Google has a simple and inexpensive new way to stream Internet videos on your TV. The company on Wednesday introduced Chrome cast, a small device that lets you stream content to your television over a Wi-Fi network, using your computer, phone or tablet as a remote control. The company said its goal is to create a device with zero setup time, no learning curve, and one that works with all platforms and devices.
The $35 Chrome cast is a radically different approach to TV than Google’s previous failed attempt, the Nexus Q. It’s smaller, cheaper and available.
The two-inch dongle looks like a thumb drive and pops into the HDMI port on an HDTV. It turns your phone, tablet or computer into a remote. Choose what content you’d like to stream and the Chrome cast will play it on a nearby TV.
“We are closing the gap between TV and mobile devices,” said Sundar Pichai, Google’s senior vice president for Chrome and Android, in an interview after a news conference in San Francisco. Nearly half of all peak Internet traffic in North America comes from YouTube and Netflix, he said, and people want to be able to watch those videos on the big screen.

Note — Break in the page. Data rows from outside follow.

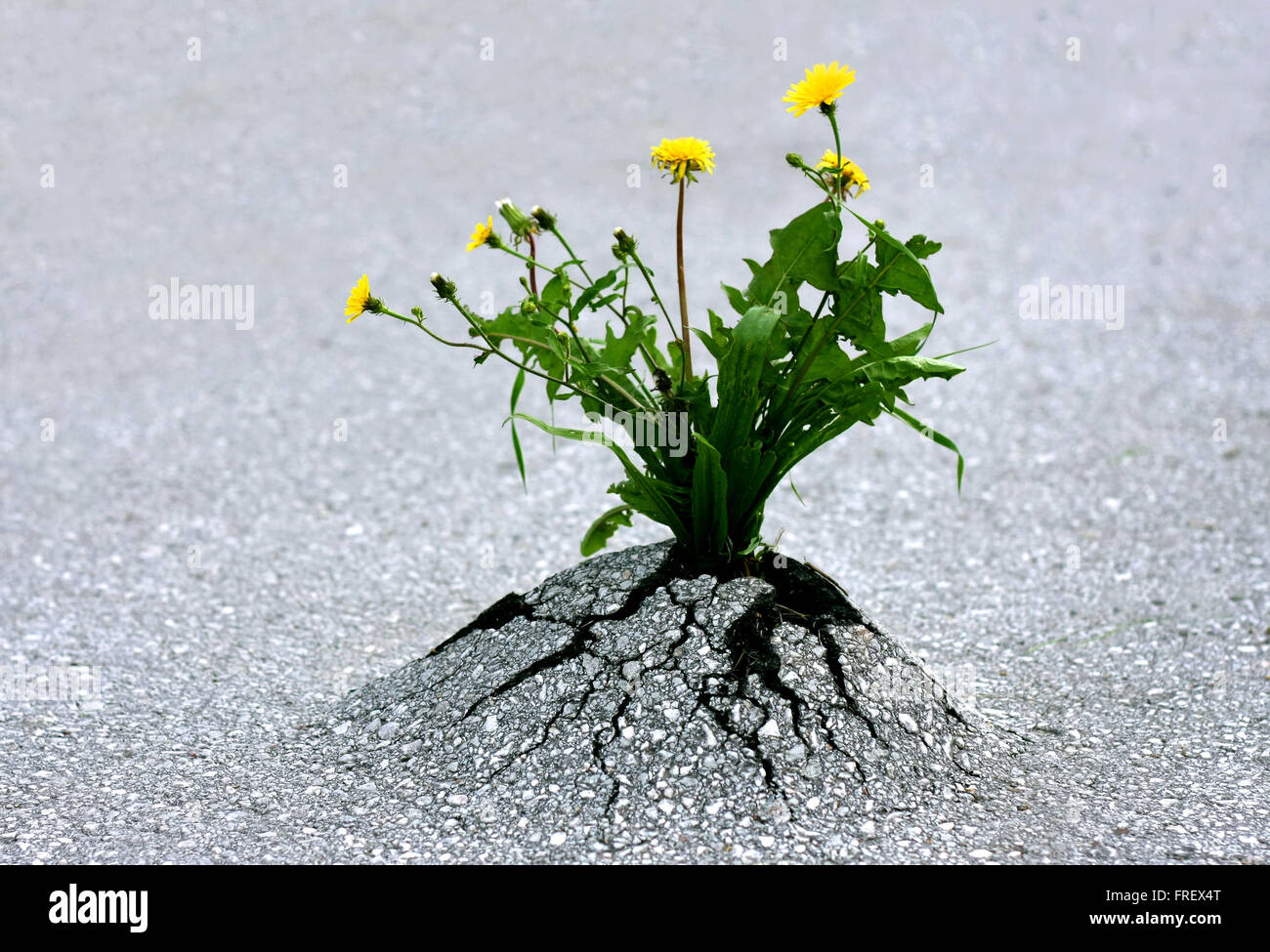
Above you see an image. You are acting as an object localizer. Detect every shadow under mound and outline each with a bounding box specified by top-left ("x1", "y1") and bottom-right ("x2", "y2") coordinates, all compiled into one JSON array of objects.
[{"x1": 331, "y1": 542, "x2": 1011, "y2": 860}]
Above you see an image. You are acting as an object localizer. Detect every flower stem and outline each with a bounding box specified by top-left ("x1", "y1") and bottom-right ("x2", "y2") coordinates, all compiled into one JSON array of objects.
[
  {"x1": 529, "y1": 231, "x2": 538, "y2": 297},
  {"x1": 674, "y1": 178, "x2": 693, "y2": 388}
]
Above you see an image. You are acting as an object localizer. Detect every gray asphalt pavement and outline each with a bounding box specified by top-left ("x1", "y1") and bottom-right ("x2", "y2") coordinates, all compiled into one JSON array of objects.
[{"x1": 0, "y1": 0, "x2": 1270, "y2": 863}]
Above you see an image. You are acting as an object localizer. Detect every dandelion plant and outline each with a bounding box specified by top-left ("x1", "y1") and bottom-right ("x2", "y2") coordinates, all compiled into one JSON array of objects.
[{"x1": 346, "y1": 62, "x2": 964, "y2": 567}]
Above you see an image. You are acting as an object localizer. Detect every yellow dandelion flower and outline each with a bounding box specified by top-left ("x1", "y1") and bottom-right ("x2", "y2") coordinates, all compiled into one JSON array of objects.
[
  {"x1": 467, "y1": 215, "x2": 494, "y2": 251},
  {"x1": 344, "y1": 274, "x2": 375, "y2": 324},
  {"x1": 816, "y1": 151, "x2": 868, "y2": 198},
  {"x1": 782, "y1": 60, "x2": 856, "y2": 115},
  {"x1": 653, "y1": 136, "x2": 714, "y2": 182}
]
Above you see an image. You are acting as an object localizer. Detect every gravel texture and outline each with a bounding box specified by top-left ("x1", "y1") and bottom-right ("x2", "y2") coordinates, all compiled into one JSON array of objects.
[
  {"x1": 0, "y1": 0, "x2": 1270, "y2": 863},
  {"x1": 326, "y1": 543, "x2": 1010, "y2": 862}
]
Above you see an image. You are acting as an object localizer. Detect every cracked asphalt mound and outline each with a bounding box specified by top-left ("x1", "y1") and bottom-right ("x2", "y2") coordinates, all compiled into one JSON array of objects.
[{"x1": 330, "y1": 542, "x2": 1011, "y2": 862}]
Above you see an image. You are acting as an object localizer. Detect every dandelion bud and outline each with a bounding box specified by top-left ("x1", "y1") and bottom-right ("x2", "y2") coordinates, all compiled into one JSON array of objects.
[
  {"x1": 496, "y1": 198, "x2": 538, "y2": 237},
  {"x1": 529, "y1": 204, "x2": 555, "y2": 231},
  {"x1": 428, "y1": 271, "x2": 457, "y2": 301},
  {"x1": 614, "y1": 228, "x2": 636, "y2": 258}
]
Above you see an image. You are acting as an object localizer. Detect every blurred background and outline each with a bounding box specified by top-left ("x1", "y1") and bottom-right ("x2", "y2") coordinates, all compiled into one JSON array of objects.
[{"x1": 0, "y1": 0, "x2": 1270, "y2": 708}]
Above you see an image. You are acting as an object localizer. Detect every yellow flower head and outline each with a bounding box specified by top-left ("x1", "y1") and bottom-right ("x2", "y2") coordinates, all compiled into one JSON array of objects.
[
  {"x1": 467, "y1": 215, "x2": 494, "y2": 251},
  {"x1": 816, "y1": 151, "x2": 868, "y2": 198},
  {"x1": 782, "y1": 60, "x2": 856, "y2": 115},
  {"x1": 653, "y1": 136, "x2": 714, "y2": 182},
  {"x1": 344, "y1": 274, "x2": 378, "y2": 324}
]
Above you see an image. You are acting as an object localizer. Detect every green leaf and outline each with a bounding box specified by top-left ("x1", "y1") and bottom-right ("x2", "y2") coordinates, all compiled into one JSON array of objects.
[
  {"x1": 508, "y1": 369, "x2": 529, "y2": 492},
  {"x1": 721, "y1": 284, "x2": 749, "y2": 314},
  {"x1": 569, "y1": 269, "x2": 617, "y2": 321},
  {"x1": 847, "y1": 208, "x2": 944, "y2": 313},
  {"x1": 693, "y1": 433, "x2": 728, "y2": 558},
  {"x1": 708, "y1": 306, "x2": 780, "y2": 458},
  {"x1": 905, "y1": 235, "x2": 944, "y2": 258},
  {"x1": 745, "y1": 202, "x2": 842, "y2": 306},
  {"x1": 581, "y1": 505, "x2": 631, "y2": 556},
  {"x1": 516, "y1": 414, "x2": 686, "y2": 540},
  {"x1": 886, "y1": 407, "x2": 965, "y2": 492}
]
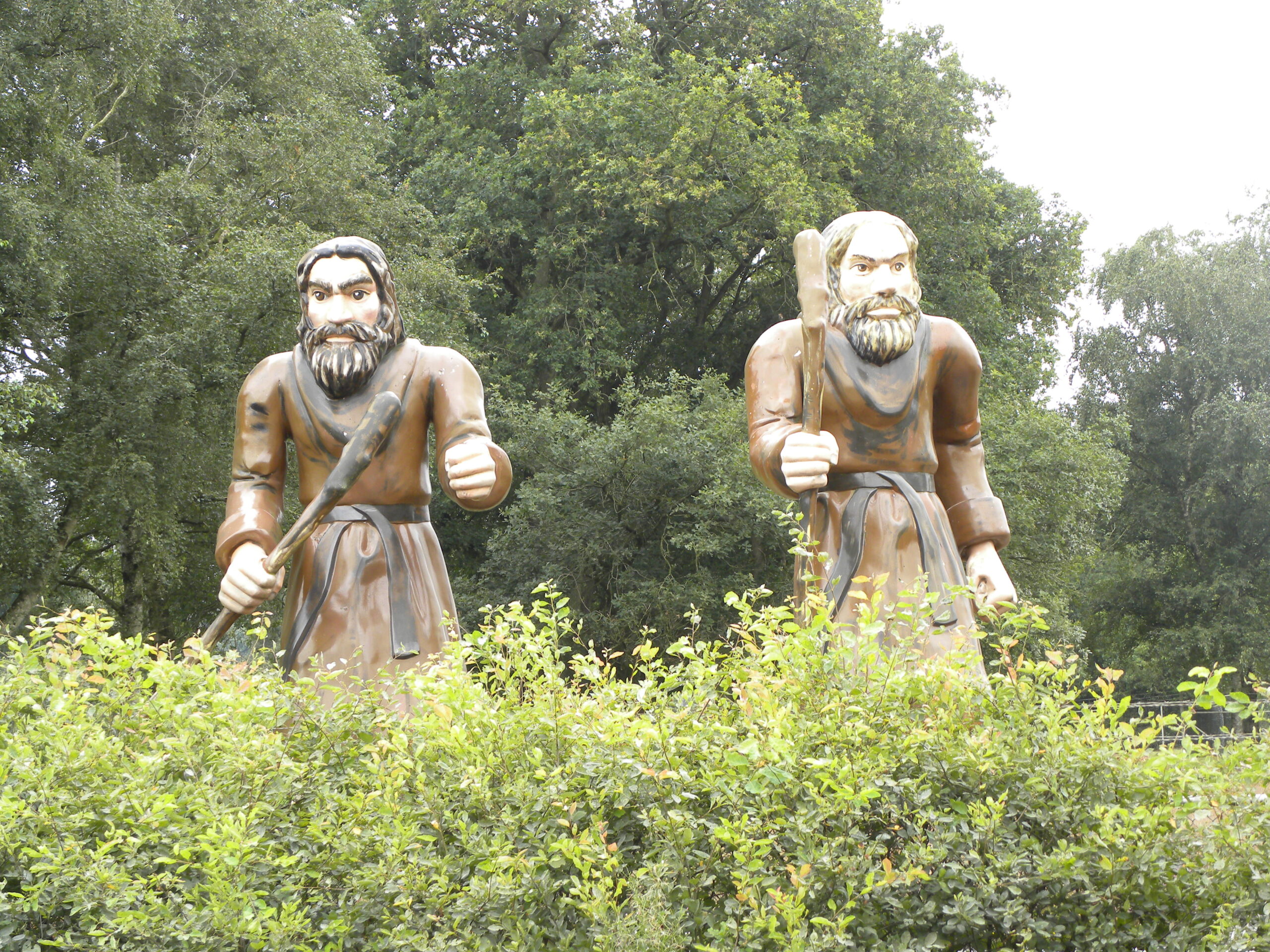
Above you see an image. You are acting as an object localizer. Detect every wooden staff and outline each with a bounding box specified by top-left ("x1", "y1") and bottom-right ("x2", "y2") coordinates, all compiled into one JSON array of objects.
[
  {"x1": 794, "y1": 229, "x2": 828, "y2": 600},
  {"x1": 202, "y1": 392, "x2": 401, "y2": 649}
]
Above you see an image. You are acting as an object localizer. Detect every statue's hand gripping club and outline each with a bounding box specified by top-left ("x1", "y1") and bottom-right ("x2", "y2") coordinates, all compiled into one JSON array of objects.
[
  {"x1": 781, "y1": 229, "x2": 838, "y2": 595},
  {"x1": 202, "y1": 394, "x2": 401, "y2": 649}
]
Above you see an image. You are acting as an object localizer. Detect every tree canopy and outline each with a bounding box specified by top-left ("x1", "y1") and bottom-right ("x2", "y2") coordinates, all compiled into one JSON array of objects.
[
  {"x1": 1078, "y1": 209, "x2": 1270, "y2": 691},
  {"x1": 359, "y1": 0, "x2": 1082, "y2": 421},
  {"x1": 0, "y1": 0, "x2": 463, "y2": 637},
  {"x1": 0, "y1": 0, "x2": 1115, "y2": 660}
]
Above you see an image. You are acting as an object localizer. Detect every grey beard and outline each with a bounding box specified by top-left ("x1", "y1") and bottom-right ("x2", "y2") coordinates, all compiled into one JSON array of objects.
[
  {"x1": 841, "y1": 295, "x2": 921, "y2": 367},
  {"x1": 300, "y1": 321, "x2": 397, "y2": 400}
]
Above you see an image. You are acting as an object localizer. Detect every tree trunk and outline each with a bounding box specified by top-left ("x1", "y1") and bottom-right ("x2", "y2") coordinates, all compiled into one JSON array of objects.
[
  {"x1": 2, "y1": 500, "x2": 79, "y2": 631},
  {"x1": 120, "y1": 509, "x2": 146, "y2": 635}
]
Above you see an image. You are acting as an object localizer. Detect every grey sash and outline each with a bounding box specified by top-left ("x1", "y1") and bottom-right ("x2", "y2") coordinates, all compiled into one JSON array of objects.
[
  {"x1": 282, "y1": 503, "x2": 428, "y2": 676},
  {"x1": 822, "y1": 470, "x2": 956, "y2": 627}
]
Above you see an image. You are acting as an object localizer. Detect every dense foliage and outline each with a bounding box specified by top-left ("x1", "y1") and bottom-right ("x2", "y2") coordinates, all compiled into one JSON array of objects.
[
  {"x1": 0, "y1": 595, "x2": 1270, "y2": 952},
  {"x1": 1080, "y1": 209, "x2": 1270, "y2": 691},
  {"x1": 0, "y1": 0, "x2": 1120, "y2": 685},
  {"x1": 0, "y1": 0, "x2": 463, "y2": 639},
  {"x1": 358, "y1": 0, "x2": 1082, "y2": 411}
]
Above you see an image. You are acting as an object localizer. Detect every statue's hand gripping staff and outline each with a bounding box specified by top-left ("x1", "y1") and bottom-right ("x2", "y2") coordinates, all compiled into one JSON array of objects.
[
  {"x1": 202, "y1": 394, "x2": 401, "y2": 649},
  {"x1": 794, "y1": 229, "x2": 829, "y2": 599}
]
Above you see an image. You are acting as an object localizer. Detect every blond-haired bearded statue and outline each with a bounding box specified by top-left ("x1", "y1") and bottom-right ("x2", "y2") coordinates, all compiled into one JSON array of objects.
[
  {"x1": 746, "y1": 212, "x2": 1015, "y2": 656},
  {"x1": 216, "y1": 238, "x2": 512, "y2": 678}
]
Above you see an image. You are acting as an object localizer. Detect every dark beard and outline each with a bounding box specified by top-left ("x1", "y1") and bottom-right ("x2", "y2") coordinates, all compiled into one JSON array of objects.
[
  {"x1": 842, "y1": 295, "x2": 921, "y2": 367},
  {"x1": 300, "y1": 321, "x2": 397, "y2": 400}
]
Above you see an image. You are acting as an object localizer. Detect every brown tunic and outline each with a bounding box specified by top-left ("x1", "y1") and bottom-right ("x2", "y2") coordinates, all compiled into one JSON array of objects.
[
  {"x1": 216, "y1": 339, "x2": 512, "y2": 678},
  {"x1": 746, "y1": 315, "x2": 1010, "y2": 656}
]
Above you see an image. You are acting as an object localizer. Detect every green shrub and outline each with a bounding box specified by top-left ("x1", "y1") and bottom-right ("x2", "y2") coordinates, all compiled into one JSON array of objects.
[{"x1": 0, "y1": 593, "x2": 1270, "y2": 952}]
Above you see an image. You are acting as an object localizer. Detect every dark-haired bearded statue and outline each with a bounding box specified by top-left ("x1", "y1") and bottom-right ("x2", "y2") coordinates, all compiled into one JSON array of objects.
[
  {"x1": 746, "y1": 212, "x2": 1015, "y2": 657},
  {"x1": 216, "y1": 238, "x2": 512, "y2": 678}
]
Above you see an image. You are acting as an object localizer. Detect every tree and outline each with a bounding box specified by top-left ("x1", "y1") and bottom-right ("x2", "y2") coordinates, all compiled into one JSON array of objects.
[
  {"x1": 0, "y1": 0, "x2": 463, "y2": 639},
  {"x1": 357, "y1": 0, "x2": 1115, "y2": 642},
  {"x1": 1077, "y1": 214, "x2": 1270, "y2": 691},
  {"x1": 358, "y1": 0, "x2": 1082, "y2": 414},
  {"x1": 457, "y1": 374, "x2": 792, "y2": 651}
]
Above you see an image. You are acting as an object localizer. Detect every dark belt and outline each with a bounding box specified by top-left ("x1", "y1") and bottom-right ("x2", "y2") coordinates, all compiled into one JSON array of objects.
[
  {"x1": 822, "y1": 470, "x2": 956, "y2": 626},
  {"x1": 282, "y1": 503, "x2": 428, "y2": 671}
]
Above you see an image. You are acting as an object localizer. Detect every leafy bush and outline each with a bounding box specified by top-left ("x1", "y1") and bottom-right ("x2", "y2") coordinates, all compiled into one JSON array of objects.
[{"x1": 0, "y1": 592, "x2": 1270, "y2": 952}]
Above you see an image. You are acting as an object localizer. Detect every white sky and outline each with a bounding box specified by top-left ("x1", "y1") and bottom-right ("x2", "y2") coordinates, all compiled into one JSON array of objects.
[{"x1": 883, "y1": 0, "x2": 1270, "y2": 399}]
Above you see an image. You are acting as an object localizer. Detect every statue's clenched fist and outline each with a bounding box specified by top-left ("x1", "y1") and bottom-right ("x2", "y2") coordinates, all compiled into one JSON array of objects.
[
  {"x1": 446, "y1": 439, "x2": 498, "y2": 499},
  {"x1": 965, "y1": 542, "x2": 1018, "y2": 605},
  {"x1": 221, "y1": 542, "x2": 287, "y2": 614},
  {"x1": 781, "y1": 430, "x2": 838, "y2": 492}
]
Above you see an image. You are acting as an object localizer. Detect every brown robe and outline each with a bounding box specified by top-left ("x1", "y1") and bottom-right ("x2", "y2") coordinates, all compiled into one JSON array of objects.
[
  {"x1": 746, "y1": 315, "x2": 1010, "y2": 656},
  {"x1": 216, "y1": 339, "x2": 512, "y2": 678}
]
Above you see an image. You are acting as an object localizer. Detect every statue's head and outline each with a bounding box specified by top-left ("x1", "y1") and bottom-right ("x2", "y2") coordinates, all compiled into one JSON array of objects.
[
  {"x1": 296, "y1": 236, "x2": 405, "y2": 400},
  {"x1": 823, "y1": 212, "x2": 922, "y2": 365}
]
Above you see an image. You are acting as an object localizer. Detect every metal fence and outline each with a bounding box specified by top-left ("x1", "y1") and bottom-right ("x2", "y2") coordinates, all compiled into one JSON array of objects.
[{"x1": 1124, "y1": 697, "x2": 1266, "y2": 746}]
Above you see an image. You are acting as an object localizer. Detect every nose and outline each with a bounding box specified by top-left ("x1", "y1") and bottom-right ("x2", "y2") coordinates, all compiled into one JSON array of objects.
[{"x1": 330, "y1": 295, "x2": 356, "y2": 324}]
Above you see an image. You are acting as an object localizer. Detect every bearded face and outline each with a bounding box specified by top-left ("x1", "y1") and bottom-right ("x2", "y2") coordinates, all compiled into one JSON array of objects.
[
  {"x1": 296, "y1": 247, "x2": 405, "y2": 400},
  {"x1": 300, "y1": 321, "x2": 396, "y2": 400},
  {"x1": 841, "y1": 293, "x2": 921, "y2": 367}
]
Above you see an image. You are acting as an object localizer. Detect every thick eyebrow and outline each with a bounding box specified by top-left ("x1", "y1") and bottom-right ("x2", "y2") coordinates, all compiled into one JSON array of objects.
[
  {"x1": 339, "y1": 274, "x2": 375, "y2": 291},
  {"x1": 851, "y1": 251, "x2": 908, "y2": 264}
]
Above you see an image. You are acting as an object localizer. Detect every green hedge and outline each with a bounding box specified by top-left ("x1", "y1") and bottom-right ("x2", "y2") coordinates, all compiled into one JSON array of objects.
[{"x1": 0, "y1": 593, "x2": 1270, "y2": 952}]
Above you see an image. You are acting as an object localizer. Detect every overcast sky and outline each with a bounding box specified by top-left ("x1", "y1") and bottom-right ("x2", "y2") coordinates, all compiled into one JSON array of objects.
[{"x1": 883, "y1": 0, "x2": 1270, "y2": 398}]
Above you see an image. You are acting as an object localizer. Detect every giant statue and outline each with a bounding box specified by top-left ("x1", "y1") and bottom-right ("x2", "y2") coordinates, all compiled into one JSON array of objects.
[
  {"x1": 746, "y1": 212, "x2": 1015, "y2": 657},
  {"x1": 216, "y1": 238, "x2": 512, "y2": 678}
]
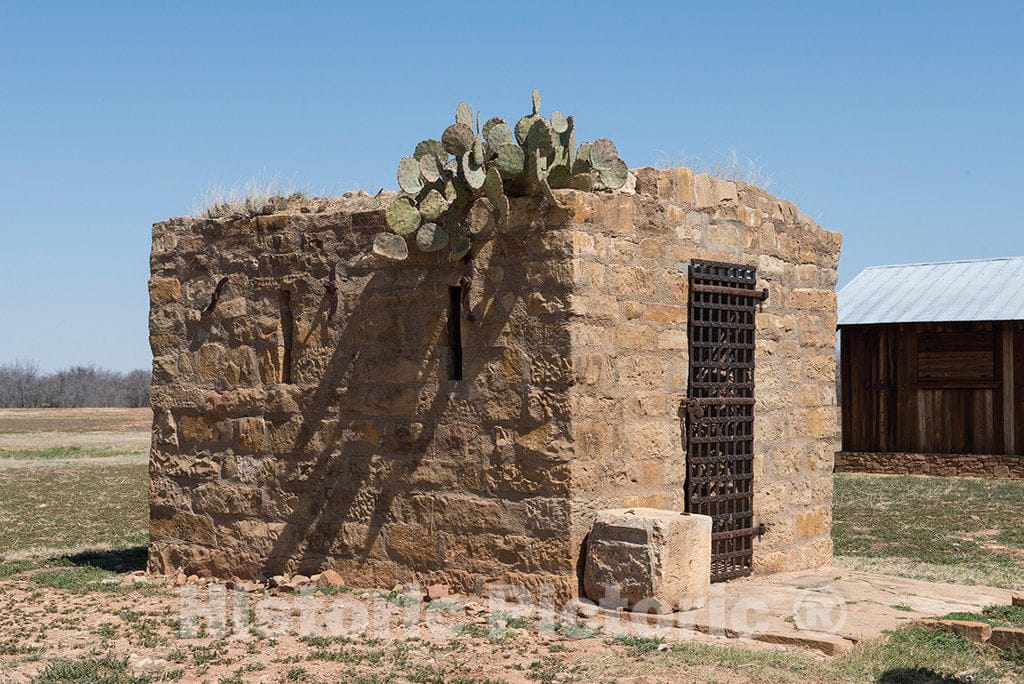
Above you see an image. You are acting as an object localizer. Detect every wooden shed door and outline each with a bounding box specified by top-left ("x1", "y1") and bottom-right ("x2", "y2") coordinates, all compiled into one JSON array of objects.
[{"x1": 686, "y1": 261, "x2": 767, "y2": 582}]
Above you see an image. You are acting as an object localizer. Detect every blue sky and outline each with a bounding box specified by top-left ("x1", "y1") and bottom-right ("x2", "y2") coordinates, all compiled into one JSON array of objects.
[{"x1": 0, "y1": 1, "x2": 1024, "y2": 370}]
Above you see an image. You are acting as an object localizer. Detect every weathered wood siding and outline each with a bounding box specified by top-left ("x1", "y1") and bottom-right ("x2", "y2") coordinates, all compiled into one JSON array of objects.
[{"x1": 841, "y1": 322, "x2": 1024, "y2": 454}]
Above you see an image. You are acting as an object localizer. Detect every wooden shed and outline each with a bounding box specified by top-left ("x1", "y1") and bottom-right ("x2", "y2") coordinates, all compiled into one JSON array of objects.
[{"x1": 836, "y1": 253, "x2": 1024, "y2": 477}]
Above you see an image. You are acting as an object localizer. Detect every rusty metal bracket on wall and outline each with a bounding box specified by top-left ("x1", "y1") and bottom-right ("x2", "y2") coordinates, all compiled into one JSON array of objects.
[
  {"x1": 203, "y1": 275, "x2": 227, "y2": 315},
  {"x1": 324, "y1": 262, "x2": 338, "y2": 322}
]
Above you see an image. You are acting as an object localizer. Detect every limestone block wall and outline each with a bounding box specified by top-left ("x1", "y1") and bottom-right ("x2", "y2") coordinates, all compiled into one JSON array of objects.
[
  {"x1": 150, "y1": 169, "x2": 840, "y2": 599},
  {"x1": 150, "y1": 196, "x2": 578, "y2": 595},
  {"x1": 556, "y1": 168, "x2": 842, "y2": 572}
]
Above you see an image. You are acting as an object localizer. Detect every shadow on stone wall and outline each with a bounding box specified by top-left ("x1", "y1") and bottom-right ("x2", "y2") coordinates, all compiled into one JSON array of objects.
[{"x1": 264, "y1": 253, "x2": 525, "y2": 574}]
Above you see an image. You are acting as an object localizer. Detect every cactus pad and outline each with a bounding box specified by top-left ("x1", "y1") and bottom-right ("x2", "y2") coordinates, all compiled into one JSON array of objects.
[
  {"x1": 495, "y1": 142, "x2": 526, "y2": 179},
  {"x1": 441, "y1": 123, "x2": 473, "y2": 157},
  {"x1": 374, "y1": 232, "x2": 409, "y2": 261},
  {"x1": 416, "y1": 223, "x2": 449, "y2": 252},
  {"x1": 599, "y1": 157, "x2": 630, "y2": 190},
  {"x1": 420, "y1": 155, "x2": 441, "y2": 183},
  {"x1": 590, "y1": 138, "x2": 618, "y2": 171},
  {"x1": 551, "y1": 112, "x2": 569, "y2": 133},
  {"x1": 483, "y1": 168, "x2": 509, "y2": 222},
  {"x1": 384, "y1": 198, "x2": 420, "y2": 236},
  {"x1": 461, "y1": 152, "x2": 487, "y2": 190},
  {"x1": 449, "y1": 229, "x2": 473, "y2": 261},
  {"x1": 398, "y1": 157, "x2": 423, "y2": 195},
  {"x1": 483, "y1": 117, "x2": 515, "y2": 147},
  {"x1": 373, "y1": 90, "x2": 629, "y2": 260},
  {"x1": 420, "y1": 189, "x2": 449, "y2": 221},
  {"x1": 466, "y1": 198, "x2": 496, "y2": 239},
  {"x1": 526, "y1": 117, "x2": 554, "y2": 153},
  {"x1": 455, "y1": 102, "x2": 473, "y2": 130},
  {"x1": 413, "y1": 138, "x2": 447, "y2": 163}
]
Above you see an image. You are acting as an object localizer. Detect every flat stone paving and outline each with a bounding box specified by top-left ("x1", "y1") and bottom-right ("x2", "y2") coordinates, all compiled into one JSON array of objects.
[{"x1": 580, "y1": 567, "x2": 1013, "y2": 655}]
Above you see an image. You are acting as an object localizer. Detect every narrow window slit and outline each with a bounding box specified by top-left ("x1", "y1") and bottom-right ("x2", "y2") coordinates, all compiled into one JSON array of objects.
[
  {"x1": 281, "y1": 290, "x2": 295, "y2": 385},
  {"x1": 449, "y1": 286, "x2": 462, "y2": 380}
]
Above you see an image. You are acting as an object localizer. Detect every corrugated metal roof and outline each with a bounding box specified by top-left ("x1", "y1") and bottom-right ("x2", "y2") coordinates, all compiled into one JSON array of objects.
[{"x1": 839, "y1": 257, "x2": 1024, "y2": 326}]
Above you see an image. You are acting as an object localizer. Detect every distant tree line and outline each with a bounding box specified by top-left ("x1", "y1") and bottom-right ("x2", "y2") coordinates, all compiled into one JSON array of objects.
[{"x1": 0, "y1": 360, "x2": 150, "y2": 409}]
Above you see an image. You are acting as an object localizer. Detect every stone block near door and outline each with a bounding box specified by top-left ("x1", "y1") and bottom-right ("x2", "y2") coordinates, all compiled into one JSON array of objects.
[{"x1": 584, "y1": 508, "x2": 712, "y2": 613}]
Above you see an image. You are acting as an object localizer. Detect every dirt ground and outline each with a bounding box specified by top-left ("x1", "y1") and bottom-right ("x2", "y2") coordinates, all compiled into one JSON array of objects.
[
  {"x1": 0, "y1": 410, "x2": 1024, "y2": 684},
  {"x1": 0, "y1": 409, "x2": 153, "y2": 433}
]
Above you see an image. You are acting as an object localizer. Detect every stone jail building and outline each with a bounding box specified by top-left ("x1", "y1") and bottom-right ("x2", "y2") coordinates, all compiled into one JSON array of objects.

Chrome cast, unlike other gadgets that play online media on TVs, works with laptops, tablets and phones from companies other than Google, so iPhone loyalists, or people with both Android and Apple devices, can use it. “We will not force you to have the same operating system on all your devices,” said Mario Queiroz, a Google vice president who leads development of Google’s TV products.
Tech companies, including Google, Apple and Amazon.com, often try to lock in customers by offering media accessible only through their services or devices. Still, Google can take its open arms philosophy only so far. As of now, Chrome cast shows media from Google’s own properties, YouTube and Play, as well as Netflix. Technology called Google Cast enables any software developer to program its mobile apps to work on TVs. Google said apps from others, including Pandora, would be coming soon.